One thousand teens participated in Fidelity's pilot program last year. And it seems that most of them did indeed learn through doing. Although the program was limited in scope, the results showed that nearly half of all money in these accounts came from the teens themselves. 40% of participants used their debit cards to make purchases. Rather than buying stocks, it seems that most participants mainly used their accounts to track their spending habits.
Most importantly, 9 out of 10 parents said they used the opportunity as a "teaching moment" for their children. Because parents can't directly control their kids' spending habits through the app, they're forced to have conversations with their children. According to Fidelity, the program's participants now regularly hold conversations around the dinner table about the importance of investing and other financial topics.
Fidelity's move reflects a broader trend in the brokerage industry as a whole. In the past few years, commission fees have gone to zero, and investing apps now use slick, minimal interfaces to make buying and selling stocks as simple as swiping through Tinder
While Fidelity casts the program as an extension of its commitment to educating the next generation of investors, it's clear that the brokerage firm is also capitalizing on existing demand.

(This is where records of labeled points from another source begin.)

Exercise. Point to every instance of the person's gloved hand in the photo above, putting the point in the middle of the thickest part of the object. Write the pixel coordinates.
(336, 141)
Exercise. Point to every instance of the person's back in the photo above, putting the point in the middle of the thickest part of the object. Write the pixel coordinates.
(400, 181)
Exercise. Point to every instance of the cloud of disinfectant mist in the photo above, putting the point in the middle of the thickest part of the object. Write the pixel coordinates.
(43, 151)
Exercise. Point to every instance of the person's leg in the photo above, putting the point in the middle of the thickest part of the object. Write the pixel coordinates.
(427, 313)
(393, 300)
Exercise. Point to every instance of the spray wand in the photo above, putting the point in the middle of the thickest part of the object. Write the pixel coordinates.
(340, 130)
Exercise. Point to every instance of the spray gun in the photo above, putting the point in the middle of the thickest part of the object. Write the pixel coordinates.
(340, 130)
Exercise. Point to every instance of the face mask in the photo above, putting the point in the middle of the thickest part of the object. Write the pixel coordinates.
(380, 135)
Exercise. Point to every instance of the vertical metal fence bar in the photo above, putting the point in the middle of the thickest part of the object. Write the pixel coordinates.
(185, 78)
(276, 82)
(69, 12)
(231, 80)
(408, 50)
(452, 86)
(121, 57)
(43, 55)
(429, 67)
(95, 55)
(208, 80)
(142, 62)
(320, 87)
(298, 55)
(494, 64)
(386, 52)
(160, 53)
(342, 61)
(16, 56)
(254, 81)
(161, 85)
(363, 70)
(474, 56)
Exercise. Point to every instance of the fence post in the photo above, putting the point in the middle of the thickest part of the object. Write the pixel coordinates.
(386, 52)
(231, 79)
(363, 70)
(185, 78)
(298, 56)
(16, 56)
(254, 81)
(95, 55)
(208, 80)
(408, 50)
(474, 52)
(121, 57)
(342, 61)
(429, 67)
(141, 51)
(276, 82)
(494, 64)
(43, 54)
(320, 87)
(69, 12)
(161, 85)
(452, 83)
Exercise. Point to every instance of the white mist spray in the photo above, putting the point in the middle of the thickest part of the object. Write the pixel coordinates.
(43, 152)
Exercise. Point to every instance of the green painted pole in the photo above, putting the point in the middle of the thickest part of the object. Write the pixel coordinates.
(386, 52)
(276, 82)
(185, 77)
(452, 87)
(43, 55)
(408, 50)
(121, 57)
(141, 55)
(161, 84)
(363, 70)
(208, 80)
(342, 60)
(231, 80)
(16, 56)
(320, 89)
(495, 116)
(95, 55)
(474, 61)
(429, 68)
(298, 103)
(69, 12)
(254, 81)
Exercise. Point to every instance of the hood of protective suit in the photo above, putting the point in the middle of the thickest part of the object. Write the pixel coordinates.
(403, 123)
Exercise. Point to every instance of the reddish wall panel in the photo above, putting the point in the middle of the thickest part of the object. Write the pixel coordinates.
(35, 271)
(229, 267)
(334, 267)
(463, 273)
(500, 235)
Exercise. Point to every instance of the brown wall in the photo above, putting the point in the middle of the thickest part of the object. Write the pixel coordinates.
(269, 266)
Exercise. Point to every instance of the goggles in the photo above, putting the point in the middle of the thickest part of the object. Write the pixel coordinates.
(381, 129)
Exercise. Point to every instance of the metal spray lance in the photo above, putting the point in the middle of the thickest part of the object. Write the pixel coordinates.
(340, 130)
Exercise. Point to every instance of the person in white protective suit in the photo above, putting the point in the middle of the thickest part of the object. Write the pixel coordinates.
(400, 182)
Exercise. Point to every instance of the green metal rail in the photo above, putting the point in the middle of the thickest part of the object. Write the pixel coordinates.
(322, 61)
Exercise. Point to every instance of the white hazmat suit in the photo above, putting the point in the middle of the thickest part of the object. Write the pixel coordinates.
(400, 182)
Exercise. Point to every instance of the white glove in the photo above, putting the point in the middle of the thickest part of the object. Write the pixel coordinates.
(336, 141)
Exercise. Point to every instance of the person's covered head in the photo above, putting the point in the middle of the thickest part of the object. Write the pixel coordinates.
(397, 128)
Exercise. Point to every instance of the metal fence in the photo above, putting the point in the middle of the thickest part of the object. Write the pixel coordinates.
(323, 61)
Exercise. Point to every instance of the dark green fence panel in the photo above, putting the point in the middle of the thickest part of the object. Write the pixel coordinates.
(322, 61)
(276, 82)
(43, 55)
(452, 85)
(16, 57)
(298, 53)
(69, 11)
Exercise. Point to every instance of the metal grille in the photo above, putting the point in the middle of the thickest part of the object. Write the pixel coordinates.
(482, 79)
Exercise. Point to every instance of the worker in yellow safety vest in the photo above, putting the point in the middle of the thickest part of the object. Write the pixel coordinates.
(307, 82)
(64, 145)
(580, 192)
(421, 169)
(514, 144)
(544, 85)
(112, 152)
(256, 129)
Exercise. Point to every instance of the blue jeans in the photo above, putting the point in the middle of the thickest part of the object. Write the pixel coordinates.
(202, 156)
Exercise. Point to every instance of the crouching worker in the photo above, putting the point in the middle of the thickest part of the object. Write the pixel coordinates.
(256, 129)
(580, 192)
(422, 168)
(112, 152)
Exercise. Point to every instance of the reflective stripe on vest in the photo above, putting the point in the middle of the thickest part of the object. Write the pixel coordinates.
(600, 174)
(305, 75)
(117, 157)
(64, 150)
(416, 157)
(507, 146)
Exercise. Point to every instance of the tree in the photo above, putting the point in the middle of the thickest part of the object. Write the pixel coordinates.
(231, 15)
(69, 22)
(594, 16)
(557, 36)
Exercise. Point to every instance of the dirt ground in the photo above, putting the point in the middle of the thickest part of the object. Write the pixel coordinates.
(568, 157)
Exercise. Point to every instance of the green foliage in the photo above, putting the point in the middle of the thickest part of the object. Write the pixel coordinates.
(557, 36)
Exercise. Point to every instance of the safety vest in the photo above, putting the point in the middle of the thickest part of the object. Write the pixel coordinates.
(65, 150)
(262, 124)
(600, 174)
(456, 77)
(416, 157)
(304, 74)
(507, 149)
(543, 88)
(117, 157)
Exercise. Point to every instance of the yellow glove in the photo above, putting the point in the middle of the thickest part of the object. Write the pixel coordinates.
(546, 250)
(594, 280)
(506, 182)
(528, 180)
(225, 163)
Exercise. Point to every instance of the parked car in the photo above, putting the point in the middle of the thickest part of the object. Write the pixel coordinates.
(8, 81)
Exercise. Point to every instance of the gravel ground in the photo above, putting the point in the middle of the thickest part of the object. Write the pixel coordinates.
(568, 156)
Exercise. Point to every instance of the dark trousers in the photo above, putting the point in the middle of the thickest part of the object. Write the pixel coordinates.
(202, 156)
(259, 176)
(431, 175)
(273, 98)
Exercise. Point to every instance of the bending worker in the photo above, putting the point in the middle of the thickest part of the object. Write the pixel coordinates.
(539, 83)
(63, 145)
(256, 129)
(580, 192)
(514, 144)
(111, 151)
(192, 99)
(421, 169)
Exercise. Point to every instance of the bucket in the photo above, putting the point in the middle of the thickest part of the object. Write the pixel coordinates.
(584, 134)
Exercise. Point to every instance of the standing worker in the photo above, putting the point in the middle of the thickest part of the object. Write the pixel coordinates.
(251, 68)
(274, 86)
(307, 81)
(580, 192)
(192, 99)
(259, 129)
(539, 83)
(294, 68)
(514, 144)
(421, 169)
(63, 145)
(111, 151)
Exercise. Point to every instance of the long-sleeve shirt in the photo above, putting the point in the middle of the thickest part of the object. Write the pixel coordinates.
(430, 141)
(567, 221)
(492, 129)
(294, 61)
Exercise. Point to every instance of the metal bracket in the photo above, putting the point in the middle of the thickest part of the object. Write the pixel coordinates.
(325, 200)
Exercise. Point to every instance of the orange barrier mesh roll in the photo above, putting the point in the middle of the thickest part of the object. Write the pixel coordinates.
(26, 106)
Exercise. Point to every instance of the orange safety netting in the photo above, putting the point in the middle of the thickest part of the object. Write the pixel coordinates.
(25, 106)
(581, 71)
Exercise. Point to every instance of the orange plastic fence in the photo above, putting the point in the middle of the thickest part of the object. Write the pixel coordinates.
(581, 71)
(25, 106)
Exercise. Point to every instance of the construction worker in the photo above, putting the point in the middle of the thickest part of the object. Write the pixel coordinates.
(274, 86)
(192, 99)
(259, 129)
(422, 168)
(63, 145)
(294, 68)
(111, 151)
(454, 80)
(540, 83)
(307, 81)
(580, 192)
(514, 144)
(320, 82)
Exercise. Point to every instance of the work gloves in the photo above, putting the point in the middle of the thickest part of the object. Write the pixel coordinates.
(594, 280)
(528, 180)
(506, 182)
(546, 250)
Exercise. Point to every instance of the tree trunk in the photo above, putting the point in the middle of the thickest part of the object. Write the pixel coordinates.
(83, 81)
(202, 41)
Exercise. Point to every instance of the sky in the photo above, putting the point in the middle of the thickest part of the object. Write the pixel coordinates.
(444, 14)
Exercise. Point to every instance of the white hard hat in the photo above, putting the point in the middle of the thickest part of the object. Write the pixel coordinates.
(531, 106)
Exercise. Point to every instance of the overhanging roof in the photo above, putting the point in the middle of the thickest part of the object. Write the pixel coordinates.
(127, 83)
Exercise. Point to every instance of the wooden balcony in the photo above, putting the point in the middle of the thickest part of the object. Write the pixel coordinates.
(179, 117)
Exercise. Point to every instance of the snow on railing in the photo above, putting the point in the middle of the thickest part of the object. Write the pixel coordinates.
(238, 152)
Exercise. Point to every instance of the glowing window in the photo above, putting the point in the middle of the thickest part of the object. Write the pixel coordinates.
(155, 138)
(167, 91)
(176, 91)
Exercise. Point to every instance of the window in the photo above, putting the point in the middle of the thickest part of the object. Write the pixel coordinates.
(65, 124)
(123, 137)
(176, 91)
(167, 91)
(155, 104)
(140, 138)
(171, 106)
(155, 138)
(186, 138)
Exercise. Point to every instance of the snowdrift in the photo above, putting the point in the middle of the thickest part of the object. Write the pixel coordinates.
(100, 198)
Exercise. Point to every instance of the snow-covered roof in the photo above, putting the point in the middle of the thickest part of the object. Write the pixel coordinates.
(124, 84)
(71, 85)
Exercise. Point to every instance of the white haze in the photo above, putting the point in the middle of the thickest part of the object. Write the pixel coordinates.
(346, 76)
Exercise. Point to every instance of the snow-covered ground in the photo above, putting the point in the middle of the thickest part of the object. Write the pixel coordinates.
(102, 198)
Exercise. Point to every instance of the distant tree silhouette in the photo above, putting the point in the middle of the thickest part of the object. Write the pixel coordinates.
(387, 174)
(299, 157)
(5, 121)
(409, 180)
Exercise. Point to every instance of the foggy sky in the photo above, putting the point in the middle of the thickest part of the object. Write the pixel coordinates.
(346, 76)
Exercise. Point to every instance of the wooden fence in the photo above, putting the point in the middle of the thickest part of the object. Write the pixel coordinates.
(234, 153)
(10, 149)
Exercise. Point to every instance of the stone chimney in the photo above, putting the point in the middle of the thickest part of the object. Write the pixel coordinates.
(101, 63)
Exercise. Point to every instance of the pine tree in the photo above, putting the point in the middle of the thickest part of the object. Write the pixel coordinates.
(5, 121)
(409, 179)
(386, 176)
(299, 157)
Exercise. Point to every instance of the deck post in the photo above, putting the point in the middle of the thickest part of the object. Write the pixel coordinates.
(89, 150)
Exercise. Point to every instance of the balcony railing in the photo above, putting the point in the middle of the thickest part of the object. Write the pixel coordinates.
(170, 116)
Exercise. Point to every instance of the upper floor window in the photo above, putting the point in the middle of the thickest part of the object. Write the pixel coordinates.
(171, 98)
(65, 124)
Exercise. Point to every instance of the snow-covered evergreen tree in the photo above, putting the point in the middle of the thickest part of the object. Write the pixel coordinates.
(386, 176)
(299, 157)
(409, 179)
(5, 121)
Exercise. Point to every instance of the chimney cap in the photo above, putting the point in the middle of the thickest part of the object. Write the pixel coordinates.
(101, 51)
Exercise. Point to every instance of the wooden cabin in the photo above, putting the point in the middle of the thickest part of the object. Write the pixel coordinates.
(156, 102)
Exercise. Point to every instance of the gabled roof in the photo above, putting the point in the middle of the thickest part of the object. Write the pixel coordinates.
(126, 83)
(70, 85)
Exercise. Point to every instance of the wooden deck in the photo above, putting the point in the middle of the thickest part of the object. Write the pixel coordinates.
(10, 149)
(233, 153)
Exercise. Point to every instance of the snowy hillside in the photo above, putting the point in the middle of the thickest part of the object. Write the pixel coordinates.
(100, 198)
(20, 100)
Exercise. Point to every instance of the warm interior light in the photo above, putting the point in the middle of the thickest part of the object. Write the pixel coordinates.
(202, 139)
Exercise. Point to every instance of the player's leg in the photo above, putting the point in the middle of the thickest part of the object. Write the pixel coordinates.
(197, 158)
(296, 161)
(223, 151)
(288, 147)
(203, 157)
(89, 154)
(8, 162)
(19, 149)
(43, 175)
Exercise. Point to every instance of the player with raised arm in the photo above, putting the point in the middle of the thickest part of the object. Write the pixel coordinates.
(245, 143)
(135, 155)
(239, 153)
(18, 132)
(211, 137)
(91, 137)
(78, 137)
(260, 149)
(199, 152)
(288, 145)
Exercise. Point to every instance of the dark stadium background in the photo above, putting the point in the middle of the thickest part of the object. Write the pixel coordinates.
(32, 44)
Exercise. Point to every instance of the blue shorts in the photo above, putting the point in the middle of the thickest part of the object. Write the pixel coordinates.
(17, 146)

"There is a lack of financial literacy," Fidelity's chief marketing officer David Dintenfass told the AP. "People who are already Fidelity customers, they want to pass on their knowledge to their children. When we talked to them, they said they would love to have a product to develop better conversations with their children as soon as possible."
For Fidelity, the numbers then are simple. There are 27 million teens in the United States, and millions of their parents already have a Fidelity account, potentially translating into millions of lifelong customers for Fidelity.
"There's been more interest, so we expect demand might be high," Dintenfass told the Wall Street Journal.